Trump administration officials have sought to improve ties with the Belarusian regime in order to help avert such an outcome, which would empower Putin to sharpen military threats against neighboring NATO allies, but Lukashenko’s brutality in attempting to suppress the protests hardened attitudes in Washington and Western Europe.
“It’s important to keep focusing on this being the Belarusian people themselves demanding the right to choose their own government,” Volker said. “It’s not a contest between the U.S. and Russia.”
The protests have persisted since the Aug. 9 election, in which Lukashenko claimed 80% of the vote despite previously having felt vulnerable to political threats even from weak challengers.
“Probably for the first time, Lukashenko does not really have a majority, which was a surprise to him — probably even a surprise to the people themselves,” said Belarusian native Alena Kudzko, a senior foreign policy analyst at GLOBSEC in Bratislava. “This is something new in the country for sure, and this is the momentum that we’re having right now.”
The protests have not faded as quickly as some outside observers expected, but neither has Lukashenko succeeded in squelching the demands for new elections. Instead, he has turned back to Putin for assistance, complimenting the Kremlin leader and openly discussing his use of Russian advisers to run propaganda campaigns.
“It’s very visible in terms of the coordination of narratives by the Russians,” Kudzko said. “Of course, there are also the speculations of how far it can go in terms of whether there is Russian presence in terms of security forces training.”

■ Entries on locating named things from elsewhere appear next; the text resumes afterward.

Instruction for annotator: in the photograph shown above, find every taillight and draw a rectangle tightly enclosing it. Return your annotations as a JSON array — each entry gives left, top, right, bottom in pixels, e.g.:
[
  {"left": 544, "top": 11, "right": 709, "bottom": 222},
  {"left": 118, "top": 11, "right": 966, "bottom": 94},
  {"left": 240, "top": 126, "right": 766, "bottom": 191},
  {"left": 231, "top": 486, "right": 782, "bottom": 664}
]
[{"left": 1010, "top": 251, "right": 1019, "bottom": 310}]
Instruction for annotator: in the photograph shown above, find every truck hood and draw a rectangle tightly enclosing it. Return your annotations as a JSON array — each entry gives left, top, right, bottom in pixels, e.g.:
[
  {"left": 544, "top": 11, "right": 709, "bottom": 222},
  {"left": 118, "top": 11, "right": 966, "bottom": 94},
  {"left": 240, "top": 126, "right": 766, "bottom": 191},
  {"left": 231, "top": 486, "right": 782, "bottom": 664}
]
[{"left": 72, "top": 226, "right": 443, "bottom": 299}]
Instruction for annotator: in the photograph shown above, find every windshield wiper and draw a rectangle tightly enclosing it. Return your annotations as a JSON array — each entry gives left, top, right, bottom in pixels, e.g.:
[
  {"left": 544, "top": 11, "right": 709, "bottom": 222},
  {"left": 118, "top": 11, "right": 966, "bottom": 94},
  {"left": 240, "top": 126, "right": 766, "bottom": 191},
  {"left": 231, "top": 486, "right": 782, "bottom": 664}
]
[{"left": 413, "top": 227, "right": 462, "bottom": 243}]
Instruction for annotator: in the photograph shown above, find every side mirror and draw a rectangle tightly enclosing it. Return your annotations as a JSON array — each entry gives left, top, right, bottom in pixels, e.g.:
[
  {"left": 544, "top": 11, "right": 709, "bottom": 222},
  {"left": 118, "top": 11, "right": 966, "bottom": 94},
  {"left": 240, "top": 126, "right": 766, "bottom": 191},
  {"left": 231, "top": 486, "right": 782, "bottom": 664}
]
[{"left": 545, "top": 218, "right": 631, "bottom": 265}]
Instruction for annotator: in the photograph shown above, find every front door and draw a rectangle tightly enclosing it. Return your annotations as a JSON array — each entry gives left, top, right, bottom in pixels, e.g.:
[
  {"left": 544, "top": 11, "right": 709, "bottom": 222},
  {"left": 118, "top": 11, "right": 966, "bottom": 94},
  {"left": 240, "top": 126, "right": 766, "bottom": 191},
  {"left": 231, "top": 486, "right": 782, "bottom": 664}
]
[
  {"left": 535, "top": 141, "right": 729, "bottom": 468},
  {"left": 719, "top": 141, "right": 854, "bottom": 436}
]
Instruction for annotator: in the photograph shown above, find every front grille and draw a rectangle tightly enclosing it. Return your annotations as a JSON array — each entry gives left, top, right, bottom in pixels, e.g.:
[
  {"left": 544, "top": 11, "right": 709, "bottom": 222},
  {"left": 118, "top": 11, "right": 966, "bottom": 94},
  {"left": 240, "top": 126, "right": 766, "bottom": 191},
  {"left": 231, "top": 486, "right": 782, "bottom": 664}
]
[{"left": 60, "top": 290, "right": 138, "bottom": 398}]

Lukashenko has been ostentatious in turning back to Putin, as he refused to take a call from German Chancellor Angela Merkel and claimed that both Russia and Belarus face “a threat” from NATO. Such statements call attention to the strategic significance of Belarus for Russia in hypothetical military operations against Western countries, analysts say, and it hints at the role that Biegun might play as he begins a dialogue with the Belarusian opposition leaders and Putin’s advisers.
“There’s nobody who can mediate between the opposition, Lukashenko, and Moscow,” the Atlantic Council’s Anders Aslund said. “And that’s what Steve Biegun can do … He has inserted himself as a possible key mediator in this drama.”